An experienced legal adviser can look at the structure of your company to make sure it is compatible with the trading requirements. You can also make an application to the HMRC to obtain an opinion on whether your company is a trading company. By using an experienced legal adviser, any response can be scrutinised and steps put in place to make changes to your company to bring it within that definition if that is possible.
There are many reasons why you might not qualify for Entrepreneurs’ Relief. By being aware of what they are, you can structure your business to avoid them. A legal adviser will be able to advise how to do that, so you don’t miss out on this tax break.
Common problems include:
• Different classes of shares: This can impact on the availability of Entrepreneurs’ Relief in many ways. You can consider a restructuring that holds open the possibility of relief should you sell.
• Deferred Buyback: This can impact on whether or not you remain an employee for the required period.
• Winding up: Particularly if another company is set up shortly afterwards to carry out the same trading activities.
• Leaving a partnership: Receipt of a capital payment can be viewed as being income, rather than a gain.
• Lack of appropriate paperwork: Particularly where shares are transferred to family members.

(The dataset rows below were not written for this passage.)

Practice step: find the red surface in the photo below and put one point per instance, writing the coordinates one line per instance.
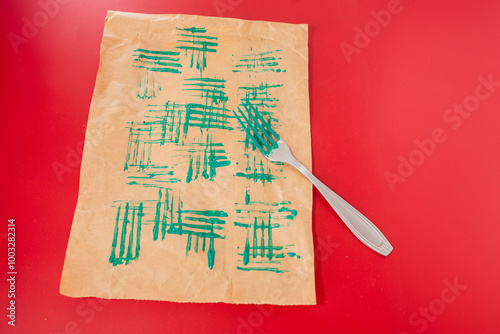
(443, 220)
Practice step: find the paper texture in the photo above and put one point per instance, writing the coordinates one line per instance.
(175, 203)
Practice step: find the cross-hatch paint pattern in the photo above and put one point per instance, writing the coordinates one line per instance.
(261, 219)
(267, 61)
(187, 134)
(196, 45)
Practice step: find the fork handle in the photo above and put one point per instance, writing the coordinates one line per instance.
(361, 226)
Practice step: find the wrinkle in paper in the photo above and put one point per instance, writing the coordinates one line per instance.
(175, 203)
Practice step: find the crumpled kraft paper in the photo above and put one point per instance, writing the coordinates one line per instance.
(175, 201)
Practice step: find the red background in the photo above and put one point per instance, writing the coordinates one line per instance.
(443, 220)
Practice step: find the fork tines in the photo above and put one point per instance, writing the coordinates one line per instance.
(258, 129)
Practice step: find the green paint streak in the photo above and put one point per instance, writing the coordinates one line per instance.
(262, 246)
(246, 253)
(124, 232)
(164, 221)
(160, 58)
(270, 240)
(247, 197)
(157, 217)
(189, 176)
(206, 220)
(254, 244)
(202, 227)
(274, 270)
(263, 177)
(212, 213)
(198, 36)
(166, 53)
(159, 69)
(112, 257)
(206, 79)
(292, 215)
(129, 255)
(188, 244)
(211, 254)
(193, 30)
(202, 43)
(140, 214)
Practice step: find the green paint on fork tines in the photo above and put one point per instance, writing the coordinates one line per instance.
(258, 129)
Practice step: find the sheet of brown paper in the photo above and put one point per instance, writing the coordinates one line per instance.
(175, 203)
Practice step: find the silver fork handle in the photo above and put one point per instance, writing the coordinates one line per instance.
(361, 226)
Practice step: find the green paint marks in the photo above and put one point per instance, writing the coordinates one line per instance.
(148, 87)
(197, 224)
(211, 90)
(271, 269)
(261, 220)
(247, 197)
(157, 61)
(212, 213)
(257, 171)
(259, 62)
(130, 239)
(204, 158)
(194, 41)
(246, 252)
(292, 214)
(257, 128)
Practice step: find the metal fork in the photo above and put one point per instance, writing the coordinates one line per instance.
(275, 149)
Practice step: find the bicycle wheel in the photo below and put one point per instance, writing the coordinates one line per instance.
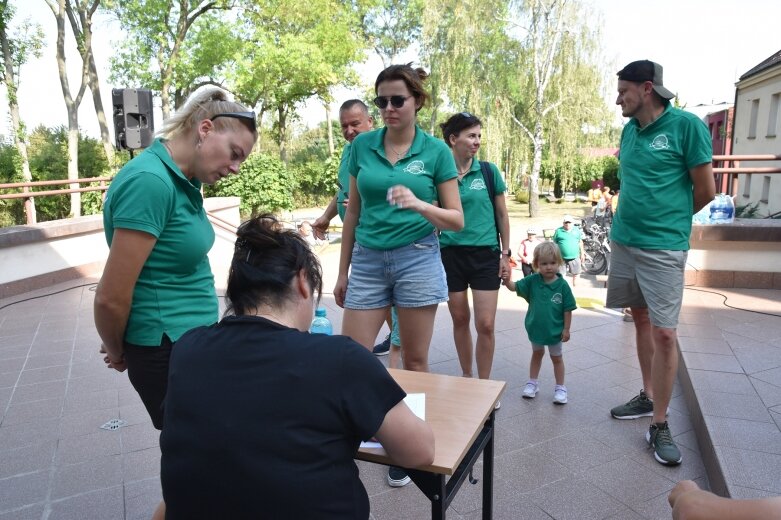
(595, 262)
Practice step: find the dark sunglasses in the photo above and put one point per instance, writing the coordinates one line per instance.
(381, 102)
(245, 117)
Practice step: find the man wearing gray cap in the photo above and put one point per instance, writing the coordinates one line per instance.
(666, 176)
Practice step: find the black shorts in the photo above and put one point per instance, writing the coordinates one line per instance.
(147, 369)
(471, 266)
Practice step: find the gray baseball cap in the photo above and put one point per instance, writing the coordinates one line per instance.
(645, 70)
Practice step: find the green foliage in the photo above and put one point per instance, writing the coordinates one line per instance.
(576, 173)
(264, 184)
(48, 156)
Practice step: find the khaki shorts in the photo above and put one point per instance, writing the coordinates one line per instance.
(647, 278)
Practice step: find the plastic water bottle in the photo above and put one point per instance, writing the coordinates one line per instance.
(722, 210)
(321, 324)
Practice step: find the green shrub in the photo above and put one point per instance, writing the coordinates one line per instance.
(522, 196)
(264, 184)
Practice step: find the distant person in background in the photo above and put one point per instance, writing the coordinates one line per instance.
(570, 241)
(666, 176)
(354, 119)
(157, 283)
(689, 502)
(526, 251)
(478, 256)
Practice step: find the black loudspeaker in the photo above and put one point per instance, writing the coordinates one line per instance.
(133, 121)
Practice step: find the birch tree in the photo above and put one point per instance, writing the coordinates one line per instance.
(72, 102)
(17, 48)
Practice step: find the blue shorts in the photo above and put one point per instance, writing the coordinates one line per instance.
(408, 276)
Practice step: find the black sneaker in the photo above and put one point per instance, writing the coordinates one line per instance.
(383, 348)
(661, 440)
(397, 477)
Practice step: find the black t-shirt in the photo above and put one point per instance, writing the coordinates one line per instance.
(263, 421)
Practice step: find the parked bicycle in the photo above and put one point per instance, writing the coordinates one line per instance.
(596, 247)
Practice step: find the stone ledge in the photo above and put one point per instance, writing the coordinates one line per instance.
(733, 279)
(22, 235)
(742, 230)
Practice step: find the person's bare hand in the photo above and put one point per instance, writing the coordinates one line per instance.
(402, 197)
(119, 364)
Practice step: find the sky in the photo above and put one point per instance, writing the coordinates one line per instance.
(703, 45)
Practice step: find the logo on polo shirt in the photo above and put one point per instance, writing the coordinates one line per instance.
(660, 142)
(415, 168)
(477, 184)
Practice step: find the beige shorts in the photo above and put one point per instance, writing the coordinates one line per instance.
(647, 278)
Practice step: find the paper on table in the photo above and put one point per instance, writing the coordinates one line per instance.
(416, 403)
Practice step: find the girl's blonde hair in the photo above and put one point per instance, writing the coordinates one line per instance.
(546, 251)
(204, 105)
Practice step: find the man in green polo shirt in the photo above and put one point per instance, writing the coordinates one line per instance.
(355, 119)
(666, 177)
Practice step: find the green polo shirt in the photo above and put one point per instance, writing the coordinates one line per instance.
(654, 170)
(547, 304)
(568, 242)
(479, 223)
(175, 289)
(343, 180)
(427, 164)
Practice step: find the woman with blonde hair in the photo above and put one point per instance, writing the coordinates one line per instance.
(157, 283)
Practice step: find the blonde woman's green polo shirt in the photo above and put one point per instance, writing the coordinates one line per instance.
(479, 222)
(427, 164)
(175, 289)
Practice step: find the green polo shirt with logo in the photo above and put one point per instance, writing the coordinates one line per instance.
(656, 189)
(479, 223)
(343, 179)
(175, 289)
(427, 164)
(547, 304)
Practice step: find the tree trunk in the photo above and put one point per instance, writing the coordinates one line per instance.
(97, 100)
(20, 139)
(329, 129)
(282, 134)
(71, 103)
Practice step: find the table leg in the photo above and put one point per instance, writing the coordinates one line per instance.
(488, 471)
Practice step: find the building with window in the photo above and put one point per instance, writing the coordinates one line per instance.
(757, 130)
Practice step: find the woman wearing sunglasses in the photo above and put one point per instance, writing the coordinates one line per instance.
(474, 257)
(157, 283)
(389, 246)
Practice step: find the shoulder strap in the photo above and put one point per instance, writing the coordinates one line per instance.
(490, 186)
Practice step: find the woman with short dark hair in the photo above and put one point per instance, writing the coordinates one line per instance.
(263, 419)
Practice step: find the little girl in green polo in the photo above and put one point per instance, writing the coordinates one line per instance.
(549, 315)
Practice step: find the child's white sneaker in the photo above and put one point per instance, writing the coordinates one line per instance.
(530, 390)
(560, 394)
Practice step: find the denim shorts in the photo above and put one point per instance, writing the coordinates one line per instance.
(647, 278)
(408, 276)
(553, 350)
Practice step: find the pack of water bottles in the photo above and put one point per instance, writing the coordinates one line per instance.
(720, 210)
(321, 324)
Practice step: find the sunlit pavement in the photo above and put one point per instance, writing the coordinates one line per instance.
(559, 462)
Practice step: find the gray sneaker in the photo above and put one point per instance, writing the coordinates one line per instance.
(639, 406)
(661, 440)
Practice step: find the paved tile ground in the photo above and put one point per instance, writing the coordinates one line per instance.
(558, 462)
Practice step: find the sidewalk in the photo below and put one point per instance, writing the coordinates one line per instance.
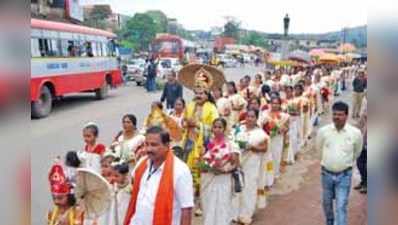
(296, 197)
(303, 206)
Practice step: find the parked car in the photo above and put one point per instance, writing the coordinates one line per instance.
(228, 61)
(136, 70)
(167, 65)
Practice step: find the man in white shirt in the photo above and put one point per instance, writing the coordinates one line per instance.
(341, 145)
(163, 189)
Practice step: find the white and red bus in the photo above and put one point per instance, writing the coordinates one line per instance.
(167, 46)
(68, 58)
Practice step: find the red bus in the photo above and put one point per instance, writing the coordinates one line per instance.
(68, 58)
(167, 46)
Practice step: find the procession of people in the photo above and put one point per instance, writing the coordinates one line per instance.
(218, 155)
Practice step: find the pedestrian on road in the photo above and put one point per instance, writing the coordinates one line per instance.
(90, 135)
(221, 159)
(340, 144)
(152, 73)
(171, 91)
(359, 87)
(362, 160)
(162, 190)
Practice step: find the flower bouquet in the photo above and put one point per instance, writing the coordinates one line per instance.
(241, 139)
(272, 128)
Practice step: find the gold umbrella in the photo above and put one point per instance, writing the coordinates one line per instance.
(206, 76)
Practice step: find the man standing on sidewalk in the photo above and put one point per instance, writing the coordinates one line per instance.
(152, 71)
(362, 160)
(341, 145)
(359, 86)
(171, 91)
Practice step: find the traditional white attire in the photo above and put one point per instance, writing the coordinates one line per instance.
(252, 163)
(277, 120)
(126, 148)
(236, 101)
(216, 189)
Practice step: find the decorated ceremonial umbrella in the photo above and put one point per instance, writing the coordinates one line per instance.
(300, 56)
(347, 47)
(329, 58)
(93, 193)
(283, 63)
(316, 52)
(353, 55)
(191, 74)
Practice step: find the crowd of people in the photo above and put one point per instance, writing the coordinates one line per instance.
(219, 155)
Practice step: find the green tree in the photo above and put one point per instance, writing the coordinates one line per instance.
(160, 19)
(232, 28)
(97, 16)
(138, 32)
(254, 38)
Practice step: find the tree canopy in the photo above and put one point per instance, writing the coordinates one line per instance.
(97, 16)
(254, 38)
(232, 28)
(138, 32)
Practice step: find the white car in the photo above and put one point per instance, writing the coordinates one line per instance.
(135, 71)
(228, 61)
(167, 65)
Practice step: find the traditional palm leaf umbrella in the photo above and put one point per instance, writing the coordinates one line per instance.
(329, 58)
(316, 52)
(93, 193)
(347, 47)
(300, 56)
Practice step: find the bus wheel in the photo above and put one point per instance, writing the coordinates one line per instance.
(42, 107)
(102, 92)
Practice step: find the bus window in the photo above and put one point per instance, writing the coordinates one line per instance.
(34, 47)
(112, 48)
(55, 48)
(99, 49)
(71, 49)
(89, 49)
(104, 50)
(43, 47)
(64, 48)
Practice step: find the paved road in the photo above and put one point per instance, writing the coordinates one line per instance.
(61, 131)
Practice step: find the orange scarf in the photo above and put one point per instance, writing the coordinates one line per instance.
(163, 211)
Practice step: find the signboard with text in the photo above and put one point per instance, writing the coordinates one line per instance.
(74, 10)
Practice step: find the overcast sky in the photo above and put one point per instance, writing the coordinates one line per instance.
(307, 16)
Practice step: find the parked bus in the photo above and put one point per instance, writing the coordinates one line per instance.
(68, 58)
(167, 46)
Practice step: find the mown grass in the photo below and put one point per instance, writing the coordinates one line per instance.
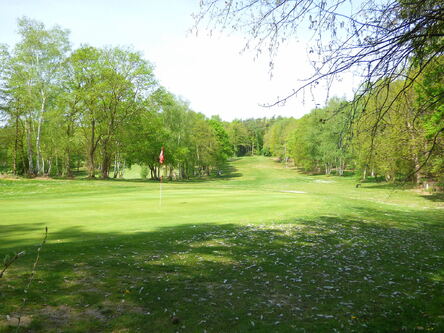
(243, 252)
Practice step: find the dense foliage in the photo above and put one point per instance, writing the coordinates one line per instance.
(102, 110)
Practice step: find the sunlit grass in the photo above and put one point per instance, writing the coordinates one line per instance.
(231, 254)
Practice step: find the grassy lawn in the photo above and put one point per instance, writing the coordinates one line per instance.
(244, 252)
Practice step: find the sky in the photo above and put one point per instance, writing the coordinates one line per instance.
(212, 72)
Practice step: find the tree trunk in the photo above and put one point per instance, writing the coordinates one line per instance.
(91, 151)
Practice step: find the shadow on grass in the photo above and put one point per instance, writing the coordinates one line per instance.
(312, 275)
(228, 172)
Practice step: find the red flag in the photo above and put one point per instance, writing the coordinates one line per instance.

When should you take legal advice?
At first glance, the rules surrounding Entrepreneurs’ Relief may seem straightforward. However, with no strict definitions of many of the key qualifying factors, and the risk of attracting unwanted HMRC scrutiny, ensuring your sale falls within the parameters outlined by the legislation can be difficult. Given that the potential gains could be huge this is not something that can be left to chance. Do not sell without first consulting with a specialist Entrepreneurs’ Relief legal adviser. They will be able to review your company and it’s structure and consider whether there are any changes that could be made pre-sale to ensure that you benefit from this tax relief.